The ceilings of the common toilets of these buildings have collapsed many times. The BMC has erected a few iron rods to ensure that the slab holding the ceilings doesn’t collapse. Next to the collapse site stands another BMC building where the residents complain of poor maintenance by the civic authority. Hanumant Gujjar, who resides on the third floor of the four-storey building, has been facing a leakage problem for the past five years but the BMC hasn’t done anything to fix it. The Friday morning incident has shaken him but he too claimed he was helpless.

“I was asleep when I heard a loud noise. When I peeped out of my window I saw that the building had collapsed. Since then I have not been able to sleep well,” said Mr. Gujjar. “I work with the marketing department and I am okay if they move me to some other building, but when we appeal to them they don’t pay attention,” he added. His building also houses two BMC schools.

In 2012, BMC’s technical committee had suggested repair of the Dockyard building in which 62 people have died so far. But the civic body ignored its own committee’s warning. Except for the E-ward, where there has been a considerable rise in the number of dilapidated buildings from 33 in 2012 to 90 in 2013, the number of dilapidated buildings in the city has more or less hovered around the 900 mark. In the last two years, of the city’s 24 municipal wards, the number of dilapidated buildings in 12 wards has not changed.

No templates available

Experts said that with no templates available on how to conduct them, the surveys of dilapidated buildings were done in a haphazard manner. An engineer transferred from the water department also conducted these surveys without much training and therefore he might not factor many conditions while preparing the report, a source said.
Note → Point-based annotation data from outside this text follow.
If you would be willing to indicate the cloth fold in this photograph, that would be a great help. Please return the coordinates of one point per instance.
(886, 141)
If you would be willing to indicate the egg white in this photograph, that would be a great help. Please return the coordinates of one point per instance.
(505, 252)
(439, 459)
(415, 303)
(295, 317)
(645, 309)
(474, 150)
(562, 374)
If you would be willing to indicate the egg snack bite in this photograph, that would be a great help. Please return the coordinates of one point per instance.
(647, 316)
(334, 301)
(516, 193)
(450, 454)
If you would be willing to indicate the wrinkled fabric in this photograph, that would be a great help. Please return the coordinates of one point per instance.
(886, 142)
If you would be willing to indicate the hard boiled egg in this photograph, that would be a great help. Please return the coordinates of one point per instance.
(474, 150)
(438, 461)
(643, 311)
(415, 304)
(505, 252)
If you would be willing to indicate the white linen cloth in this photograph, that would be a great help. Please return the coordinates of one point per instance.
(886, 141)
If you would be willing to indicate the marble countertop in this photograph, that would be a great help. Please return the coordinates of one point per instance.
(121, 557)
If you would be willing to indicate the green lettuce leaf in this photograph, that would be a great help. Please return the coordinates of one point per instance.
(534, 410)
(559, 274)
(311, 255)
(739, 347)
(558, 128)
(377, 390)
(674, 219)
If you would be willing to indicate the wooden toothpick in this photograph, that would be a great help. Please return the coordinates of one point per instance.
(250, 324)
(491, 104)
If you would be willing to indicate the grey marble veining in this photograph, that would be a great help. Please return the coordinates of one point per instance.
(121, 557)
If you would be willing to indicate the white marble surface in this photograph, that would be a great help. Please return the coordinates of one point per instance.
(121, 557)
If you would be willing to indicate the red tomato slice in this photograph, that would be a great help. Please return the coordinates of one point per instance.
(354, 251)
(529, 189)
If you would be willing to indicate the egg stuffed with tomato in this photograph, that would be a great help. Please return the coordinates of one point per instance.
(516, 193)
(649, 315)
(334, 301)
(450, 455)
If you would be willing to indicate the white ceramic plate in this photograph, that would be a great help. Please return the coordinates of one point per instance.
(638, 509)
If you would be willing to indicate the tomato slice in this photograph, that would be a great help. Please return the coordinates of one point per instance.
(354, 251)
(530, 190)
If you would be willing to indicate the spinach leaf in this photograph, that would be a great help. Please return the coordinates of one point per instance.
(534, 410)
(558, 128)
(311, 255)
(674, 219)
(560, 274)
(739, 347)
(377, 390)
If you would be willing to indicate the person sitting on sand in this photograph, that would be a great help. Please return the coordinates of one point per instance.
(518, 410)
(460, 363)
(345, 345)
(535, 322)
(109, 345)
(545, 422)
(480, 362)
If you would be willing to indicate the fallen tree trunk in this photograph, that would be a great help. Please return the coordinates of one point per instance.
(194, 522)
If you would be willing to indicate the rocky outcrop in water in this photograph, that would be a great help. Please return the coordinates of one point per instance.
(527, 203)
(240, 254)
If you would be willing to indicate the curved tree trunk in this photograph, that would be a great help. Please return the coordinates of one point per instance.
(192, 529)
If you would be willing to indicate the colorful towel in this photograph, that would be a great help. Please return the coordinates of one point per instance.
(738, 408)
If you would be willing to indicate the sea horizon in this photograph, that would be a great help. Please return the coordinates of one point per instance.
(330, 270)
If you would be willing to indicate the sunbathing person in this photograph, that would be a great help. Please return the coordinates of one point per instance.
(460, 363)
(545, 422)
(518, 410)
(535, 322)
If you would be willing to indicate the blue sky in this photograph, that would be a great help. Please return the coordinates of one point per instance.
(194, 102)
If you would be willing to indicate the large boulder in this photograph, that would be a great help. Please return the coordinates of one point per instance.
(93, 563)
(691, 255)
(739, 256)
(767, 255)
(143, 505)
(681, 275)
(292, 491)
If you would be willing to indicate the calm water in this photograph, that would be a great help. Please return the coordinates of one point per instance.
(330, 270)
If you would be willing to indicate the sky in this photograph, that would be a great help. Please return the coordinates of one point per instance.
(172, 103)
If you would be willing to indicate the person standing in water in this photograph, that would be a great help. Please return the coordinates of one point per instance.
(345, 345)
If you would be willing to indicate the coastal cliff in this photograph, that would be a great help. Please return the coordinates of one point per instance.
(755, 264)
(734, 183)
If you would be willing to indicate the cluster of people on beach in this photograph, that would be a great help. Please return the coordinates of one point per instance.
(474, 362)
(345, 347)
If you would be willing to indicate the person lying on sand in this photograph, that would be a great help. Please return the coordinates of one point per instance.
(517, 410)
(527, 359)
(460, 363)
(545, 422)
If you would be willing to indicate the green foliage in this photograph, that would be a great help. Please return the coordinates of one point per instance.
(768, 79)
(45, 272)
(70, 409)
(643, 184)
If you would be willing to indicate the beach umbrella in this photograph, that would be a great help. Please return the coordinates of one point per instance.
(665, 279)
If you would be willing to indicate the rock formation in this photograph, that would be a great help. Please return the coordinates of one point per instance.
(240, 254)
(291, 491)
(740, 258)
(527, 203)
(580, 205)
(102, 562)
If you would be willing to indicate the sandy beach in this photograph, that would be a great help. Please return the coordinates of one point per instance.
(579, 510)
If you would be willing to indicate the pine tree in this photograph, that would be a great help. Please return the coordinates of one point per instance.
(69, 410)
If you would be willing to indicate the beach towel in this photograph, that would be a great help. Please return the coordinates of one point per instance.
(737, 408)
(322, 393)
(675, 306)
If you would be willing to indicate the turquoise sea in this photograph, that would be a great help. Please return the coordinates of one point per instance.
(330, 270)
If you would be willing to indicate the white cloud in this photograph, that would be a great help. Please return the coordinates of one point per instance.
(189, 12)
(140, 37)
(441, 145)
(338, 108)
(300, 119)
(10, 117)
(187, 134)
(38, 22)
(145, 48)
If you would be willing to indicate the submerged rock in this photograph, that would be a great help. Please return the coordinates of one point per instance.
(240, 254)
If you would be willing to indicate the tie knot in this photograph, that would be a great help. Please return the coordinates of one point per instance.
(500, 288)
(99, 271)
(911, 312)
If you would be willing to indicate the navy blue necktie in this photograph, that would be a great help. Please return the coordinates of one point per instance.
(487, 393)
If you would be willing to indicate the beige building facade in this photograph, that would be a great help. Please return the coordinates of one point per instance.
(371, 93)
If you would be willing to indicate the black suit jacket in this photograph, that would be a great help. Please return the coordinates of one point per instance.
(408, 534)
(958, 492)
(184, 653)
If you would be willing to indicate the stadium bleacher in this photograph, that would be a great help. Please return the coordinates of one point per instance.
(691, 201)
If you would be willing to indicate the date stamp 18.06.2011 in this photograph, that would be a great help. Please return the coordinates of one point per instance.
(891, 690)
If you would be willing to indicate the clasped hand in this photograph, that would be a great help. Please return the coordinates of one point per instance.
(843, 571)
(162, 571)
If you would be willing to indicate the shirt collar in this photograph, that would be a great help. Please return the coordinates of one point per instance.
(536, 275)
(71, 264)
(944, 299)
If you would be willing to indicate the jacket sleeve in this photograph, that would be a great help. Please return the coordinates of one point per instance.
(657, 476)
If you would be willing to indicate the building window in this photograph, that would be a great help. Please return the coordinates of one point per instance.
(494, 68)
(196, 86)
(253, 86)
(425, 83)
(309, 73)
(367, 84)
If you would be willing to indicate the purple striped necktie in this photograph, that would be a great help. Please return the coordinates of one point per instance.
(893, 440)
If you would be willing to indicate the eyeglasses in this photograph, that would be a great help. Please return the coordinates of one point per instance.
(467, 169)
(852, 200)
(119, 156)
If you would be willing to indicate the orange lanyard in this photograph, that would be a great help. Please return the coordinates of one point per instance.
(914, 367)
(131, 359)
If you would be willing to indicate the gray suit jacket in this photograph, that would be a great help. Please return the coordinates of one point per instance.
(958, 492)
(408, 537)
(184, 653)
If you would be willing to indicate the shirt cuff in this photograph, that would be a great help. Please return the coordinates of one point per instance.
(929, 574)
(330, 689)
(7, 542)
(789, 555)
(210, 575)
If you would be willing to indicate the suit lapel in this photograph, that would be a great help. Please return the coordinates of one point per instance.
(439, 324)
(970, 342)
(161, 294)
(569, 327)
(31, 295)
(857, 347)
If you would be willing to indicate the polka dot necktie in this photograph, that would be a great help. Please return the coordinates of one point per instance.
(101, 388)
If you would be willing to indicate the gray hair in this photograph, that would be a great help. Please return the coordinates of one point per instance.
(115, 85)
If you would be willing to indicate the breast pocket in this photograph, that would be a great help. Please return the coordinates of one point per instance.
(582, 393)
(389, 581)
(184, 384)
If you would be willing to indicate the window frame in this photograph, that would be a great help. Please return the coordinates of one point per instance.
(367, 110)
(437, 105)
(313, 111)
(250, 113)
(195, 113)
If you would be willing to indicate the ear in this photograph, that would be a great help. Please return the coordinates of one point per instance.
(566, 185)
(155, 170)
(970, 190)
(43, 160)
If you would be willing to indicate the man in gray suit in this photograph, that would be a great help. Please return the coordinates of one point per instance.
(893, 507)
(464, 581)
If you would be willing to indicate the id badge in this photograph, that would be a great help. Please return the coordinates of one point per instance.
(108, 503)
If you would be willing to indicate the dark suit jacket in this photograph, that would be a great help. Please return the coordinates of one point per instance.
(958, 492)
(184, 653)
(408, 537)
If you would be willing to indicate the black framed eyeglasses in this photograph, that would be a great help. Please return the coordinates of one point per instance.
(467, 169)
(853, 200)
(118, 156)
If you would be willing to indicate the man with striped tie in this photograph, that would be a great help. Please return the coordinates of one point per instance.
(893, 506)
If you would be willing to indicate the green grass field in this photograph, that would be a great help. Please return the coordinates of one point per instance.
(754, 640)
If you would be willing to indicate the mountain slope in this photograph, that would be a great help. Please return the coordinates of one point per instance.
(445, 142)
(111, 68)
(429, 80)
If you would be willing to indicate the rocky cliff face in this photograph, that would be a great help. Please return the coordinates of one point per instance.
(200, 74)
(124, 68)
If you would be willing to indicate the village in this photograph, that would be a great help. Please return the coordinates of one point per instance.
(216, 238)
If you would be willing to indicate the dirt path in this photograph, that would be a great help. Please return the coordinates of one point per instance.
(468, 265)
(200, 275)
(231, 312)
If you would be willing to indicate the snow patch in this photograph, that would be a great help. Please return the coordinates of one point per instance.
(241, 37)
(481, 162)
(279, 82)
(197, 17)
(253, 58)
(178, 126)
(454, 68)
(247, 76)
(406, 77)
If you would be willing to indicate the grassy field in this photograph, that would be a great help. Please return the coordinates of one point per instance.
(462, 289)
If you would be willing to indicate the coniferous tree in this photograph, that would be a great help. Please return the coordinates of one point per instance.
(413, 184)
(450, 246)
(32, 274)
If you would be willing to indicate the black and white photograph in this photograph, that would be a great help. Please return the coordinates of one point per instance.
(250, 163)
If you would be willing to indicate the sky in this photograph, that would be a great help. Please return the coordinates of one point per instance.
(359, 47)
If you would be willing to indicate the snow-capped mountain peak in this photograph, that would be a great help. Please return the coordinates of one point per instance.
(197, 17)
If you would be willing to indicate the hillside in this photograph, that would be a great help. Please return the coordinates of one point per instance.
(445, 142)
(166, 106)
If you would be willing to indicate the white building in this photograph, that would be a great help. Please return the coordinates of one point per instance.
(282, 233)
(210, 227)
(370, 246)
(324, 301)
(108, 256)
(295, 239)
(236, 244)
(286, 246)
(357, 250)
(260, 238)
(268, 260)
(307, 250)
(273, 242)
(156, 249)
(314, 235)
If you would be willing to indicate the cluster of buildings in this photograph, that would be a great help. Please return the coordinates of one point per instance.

Many a times the survey looked like a ‘copy-paste’ job.

The current survey overlooks a host of conditions: the possible weakening of the structure due to heavy construction in the neighbourhood and that buildings constructed on reclaimed land can have a weak foundation. Buildings constructed between 1984 and 1986 may have suffered due to the cement crisis, added a source. “There is no proper framework under which the surveys are conducted. They are a farce,” Rais Shaikh, member of the standing committee told the press.

Dedicated panel planned

The BMC is now in the process of forming a dedicated committee that would look into such dilapidated buildings and lay down guidelines that could be followed while conducting audits and suggest what kind and scale of repair was needed.